Sobre o legado do homem que pôs o pequeno território do sul da China no mapa, Ricardo Pinto diz que apesar de este não ter inventado o jogo na cidade, que existe desde o século XIX, conseguiu olhar para Macau nos anos 60 do século passado, e ver uma oportunidade. “Criou, primeiro, a capital do jogo asiática e depois a capital do jogo mundial”, relembra.

O mesmo acrescenta que Stanley percebeu ainda que Macau se podia desenvolver muito mais “se as receitas do jogo pudessem crescer de uma maneira exponencial”.

“Percebe como fazer isso, ligando Macau a Hong Kong e depois fazendo a defesa da abertura à China. Não quis que a abertura internacional acontecesse, depois tentou que fosse apenas mais uma concessão, mas a verdade é que acabaram por ser três, e hoje são seis pelo advento das subconcessões”, relata.

Um homem excecional que não se fechou ao mundo

Amigo pessoal de Stanley Ho, o presidente da Associação de Advogados de Macau (AAM), Jorge Neto Valente, não hesita em dizer que se tratava de “um homem excecional”.

Acrescenta às qualidades de Ho o facto de ser “um homem muito inteligente, um homem multifacetado, um homem muito culto, um homem generoso, um homem simpático, um homem que criava empatia com as pessoas com que interagia”.
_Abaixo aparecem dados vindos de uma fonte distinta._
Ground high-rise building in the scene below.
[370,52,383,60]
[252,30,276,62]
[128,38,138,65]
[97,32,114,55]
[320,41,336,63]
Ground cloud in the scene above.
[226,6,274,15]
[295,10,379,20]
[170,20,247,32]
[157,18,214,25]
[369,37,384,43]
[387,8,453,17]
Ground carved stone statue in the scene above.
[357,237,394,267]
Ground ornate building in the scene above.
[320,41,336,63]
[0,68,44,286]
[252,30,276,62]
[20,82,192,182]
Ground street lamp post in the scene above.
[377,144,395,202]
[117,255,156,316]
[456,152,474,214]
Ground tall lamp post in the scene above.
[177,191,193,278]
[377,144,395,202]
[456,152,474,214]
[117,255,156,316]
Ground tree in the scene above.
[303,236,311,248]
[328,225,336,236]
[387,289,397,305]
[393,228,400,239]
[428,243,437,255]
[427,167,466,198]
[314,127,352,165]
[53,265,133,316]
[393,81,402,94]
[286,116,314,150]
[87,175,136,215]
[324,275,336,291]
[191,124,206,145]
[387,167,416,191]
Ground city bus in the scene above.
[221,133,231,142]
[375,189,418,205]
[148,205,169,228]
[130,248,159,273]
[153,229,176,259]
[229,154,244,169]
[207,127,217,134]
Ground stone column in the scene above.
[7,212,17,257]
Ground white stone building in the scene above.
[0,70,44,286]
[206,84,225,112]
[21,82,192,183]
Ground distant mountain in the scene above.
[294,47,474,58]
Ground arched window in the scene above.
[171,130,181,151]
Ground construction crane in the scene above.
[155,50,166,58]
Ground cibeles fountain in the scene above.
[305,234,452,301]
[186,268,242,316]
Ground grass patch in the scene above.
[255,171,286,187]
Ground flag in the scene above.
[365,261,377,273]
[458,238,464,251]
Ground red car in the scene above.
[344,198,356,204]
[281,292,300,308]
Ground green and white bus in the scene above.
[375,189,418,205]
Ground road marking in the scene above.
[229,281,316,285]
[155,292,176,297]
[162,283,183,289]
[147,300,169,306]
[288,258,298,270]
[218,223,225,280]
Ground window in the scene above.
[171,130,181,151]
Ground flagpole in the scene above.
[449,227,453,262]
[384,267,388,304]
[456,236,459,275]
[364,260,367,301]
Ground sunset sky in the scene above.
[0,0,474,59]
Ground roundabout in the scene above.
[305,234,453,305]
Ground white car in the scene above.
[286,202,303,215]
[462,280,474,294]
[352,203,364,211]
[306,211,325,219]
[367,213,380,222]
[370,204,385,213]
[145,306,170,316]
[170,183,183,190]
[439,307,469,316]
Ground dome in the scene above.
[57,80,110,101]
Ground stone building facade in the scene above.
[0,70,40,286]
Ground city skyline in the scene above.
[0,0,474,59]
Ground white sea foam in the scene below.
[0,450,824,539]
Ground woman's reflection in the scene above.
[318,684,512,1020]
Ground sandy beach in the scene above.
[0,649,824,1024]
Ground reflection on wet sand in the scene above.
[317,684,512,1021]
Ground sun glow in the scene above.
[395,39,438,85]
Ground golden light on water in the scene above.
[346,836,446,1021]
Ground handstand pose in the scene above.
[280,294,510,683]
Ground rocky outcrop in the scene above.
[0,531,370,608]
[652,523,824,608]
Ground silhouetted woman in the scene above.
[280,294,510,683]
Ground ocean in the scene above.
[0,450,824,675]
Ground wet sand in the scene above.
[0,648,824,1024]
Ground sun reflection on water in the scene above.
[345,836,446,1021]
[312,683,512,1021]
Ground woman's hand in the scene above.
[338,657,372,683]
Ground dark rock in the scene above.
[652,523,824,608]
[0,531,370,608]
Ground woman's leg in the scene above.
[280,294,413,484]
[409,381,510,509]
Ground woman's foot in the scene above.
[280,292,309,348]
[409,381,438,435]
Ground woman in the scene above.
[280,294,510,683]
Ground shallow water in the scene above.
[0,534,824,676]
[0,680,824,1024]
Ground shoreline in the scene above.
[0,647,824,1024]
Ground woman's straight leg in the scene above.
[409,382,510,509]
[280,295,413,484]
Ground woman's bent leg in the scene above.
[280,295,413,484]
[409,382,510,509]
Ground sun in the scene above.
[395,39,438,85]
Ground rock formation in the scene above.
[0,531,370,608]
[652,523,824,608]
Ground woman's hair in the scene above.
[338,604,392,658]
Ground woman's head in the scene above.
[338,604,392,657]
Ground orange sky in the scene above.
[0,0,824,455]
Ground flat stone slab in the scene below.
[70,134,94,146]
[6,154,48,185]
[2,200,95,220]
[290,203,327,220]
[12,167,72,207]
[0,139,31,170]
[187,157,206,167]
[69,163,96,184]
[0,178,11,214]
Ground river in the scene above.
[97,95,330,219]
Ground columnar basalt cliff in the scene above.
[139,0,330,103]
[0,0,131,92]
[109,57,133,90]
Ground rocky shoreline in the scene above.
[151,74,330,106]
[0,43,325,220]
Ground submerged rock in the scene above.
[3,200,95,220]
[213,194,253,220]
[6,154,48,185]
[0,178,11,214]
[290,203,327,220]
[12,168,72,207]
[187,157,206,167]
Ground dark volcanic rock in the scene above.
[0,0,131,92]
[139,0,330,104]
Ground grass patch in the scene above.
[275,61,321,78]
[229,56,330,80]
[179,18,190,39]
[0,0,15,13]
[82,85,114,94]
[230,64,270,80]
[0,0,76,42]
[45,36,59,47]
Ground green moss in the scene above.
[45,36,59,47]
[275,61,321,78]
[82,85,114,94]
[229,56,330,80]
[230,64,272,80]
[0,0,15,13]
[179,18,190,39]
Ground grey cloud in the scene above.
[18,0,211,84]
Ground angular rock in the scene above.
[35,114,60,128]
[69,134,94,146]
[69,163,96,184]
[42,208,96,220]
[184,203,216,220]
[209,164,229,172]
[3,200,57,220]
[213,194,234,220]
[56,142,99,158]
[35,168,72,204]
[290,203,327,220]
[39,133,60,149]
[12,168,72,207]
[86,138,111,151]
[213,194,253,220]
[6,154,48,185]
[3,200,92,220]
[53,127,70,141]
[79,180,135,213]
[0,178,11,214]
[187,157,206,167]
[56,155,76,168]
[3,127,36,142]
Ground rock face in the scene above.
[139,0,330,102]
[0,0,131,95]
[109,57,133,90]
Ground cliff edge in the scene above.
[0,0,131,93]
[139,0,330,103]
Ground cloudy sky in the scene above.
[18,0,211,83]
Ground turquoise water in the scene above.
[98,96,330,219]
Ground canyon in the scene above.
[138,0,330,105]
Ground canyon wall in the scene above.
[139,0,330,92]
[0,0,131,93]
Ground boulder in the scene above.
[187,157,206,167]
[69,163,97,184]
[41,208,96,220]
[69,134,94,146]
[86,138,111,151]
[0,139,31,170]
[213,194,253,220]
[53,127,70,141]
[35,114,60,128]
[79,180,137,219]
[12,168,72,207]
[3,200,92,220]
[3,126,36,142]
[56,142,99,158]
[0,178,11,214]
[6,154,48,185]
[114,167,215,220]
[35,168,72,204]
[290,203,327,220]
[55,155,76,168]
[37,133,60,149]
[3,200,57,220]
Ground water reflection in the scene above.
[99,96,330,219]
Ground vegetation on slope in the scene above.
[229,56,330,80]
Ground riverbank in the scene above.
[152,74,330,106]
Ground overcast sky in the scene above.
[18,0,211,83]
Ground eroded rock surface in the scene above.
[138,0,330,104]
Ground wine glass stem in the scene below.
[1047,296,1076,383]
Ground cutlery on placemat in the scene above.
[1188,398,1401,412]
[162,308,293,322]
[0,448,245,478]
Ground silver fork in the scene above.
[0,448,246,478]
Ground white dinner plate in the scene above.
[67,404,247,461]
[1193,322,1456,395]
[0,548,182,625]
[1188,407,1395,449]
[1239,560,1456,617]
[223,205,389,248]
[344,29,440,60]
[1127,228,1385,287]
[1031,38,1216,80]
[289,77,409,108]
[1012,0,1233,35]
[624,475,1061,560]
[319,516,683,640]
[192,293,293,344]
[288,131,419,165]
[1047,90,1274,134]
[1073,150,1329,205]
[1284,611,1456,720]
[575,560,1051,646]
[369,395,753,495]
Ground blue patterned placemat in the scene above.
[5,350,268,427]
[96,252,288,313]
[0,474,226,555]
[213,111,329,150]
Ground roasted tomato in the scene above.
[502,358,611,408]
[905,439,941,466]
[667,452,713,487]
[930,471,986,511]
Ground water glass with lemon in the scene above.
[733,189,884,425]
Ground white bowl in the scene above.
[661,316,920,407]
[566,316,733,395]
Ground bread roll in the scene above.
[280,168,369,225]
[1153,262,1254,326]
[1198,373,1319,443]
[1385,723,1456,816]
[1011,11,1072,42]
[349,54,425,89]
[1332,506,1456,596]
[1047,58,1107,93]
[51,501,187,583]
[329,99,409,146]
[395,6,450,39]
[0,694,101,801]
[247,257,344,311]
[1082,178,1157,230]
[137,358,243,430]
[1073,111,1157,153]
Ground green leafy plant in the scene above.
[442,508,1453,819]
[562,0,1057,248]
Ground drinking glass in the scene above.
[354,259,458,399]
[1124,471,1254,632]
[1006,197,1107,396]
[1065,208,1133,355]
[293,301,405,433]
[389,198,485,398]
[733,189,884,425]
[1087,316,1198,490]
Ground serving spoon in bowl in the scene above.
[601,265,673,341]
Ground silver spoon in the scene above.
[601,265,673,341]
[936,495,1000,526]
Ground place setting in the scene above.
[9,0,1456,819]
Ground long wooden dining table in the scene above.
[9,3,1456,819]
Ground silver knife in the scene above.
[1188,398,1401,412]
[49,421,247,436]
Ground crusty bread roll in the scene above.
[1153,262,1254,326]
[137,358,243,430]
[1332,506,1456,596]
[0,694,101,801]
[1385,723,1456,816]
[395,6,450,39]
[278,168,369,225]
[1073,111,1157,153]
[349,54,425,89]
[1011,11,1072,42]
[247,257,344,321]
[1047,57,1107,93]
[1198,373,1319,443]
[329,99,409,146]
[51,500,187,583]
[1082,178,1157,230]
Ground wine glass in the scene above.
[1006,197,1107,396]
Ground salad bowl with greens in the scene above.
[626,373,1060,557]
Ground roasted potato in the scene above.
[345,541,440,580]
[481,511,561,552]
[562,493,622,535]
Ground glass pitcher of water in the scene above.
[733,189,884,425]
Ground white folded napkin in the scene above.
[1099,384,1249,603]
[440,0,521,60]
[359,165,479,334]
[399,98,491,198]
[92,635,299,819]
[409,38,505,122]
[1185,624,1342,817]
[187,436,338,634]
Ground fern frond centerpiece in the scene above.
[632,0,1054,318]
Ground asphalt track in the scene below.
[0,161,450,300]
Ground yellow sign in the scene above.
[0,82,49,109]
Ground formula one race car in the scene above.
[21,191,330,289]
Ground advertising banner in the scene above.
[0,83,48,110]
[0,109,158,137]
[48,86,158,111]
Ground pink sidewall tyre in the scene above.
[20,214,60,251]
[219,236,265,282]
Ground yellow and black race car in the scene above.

Neto Valente diz que foi acima de tudo um empreendedor. O que se fez e desfez em Macau, durante décadas, teve a sua impressão digital. “Não houve nenhum projeto em que não estivesse envolvido. Não era um homem que criasse riqueza apenas para si próprio. Ele queria transformar a sociedade e tinha visão. Tinha-o porque era culto e falava várias línguas. Não tinha uma visão estreita da realidade, ou só da sua cultura chinesa”, explica.

Tinha os valores ocidentais e era um homem que conhecia Portugal, onde investiu”, soma.

O advogado, há várias décadas no território que até 1999 foi administrado por Portugal, não tem dúvidas em catalogar o dono do casino Grande Lisboa como “um patriota em relação à China”, com quem “sempre teve boas relações”. “Foi muitas vezes ponte entre os interesses portugueses e chineses designadamente na política”, explica.

Era um homem ouvido por todos os governadores portugueses, que o auscultavam para saber a sua opinião. A ideia vigente era de que nada acontecia, na cidade do sul da China em que agora vivem quase 700 mil habitantes, sem a sua aprovação. Mas Stanley não sofria de soberba e não fazia gala desse poder que tanto era visível como invisível.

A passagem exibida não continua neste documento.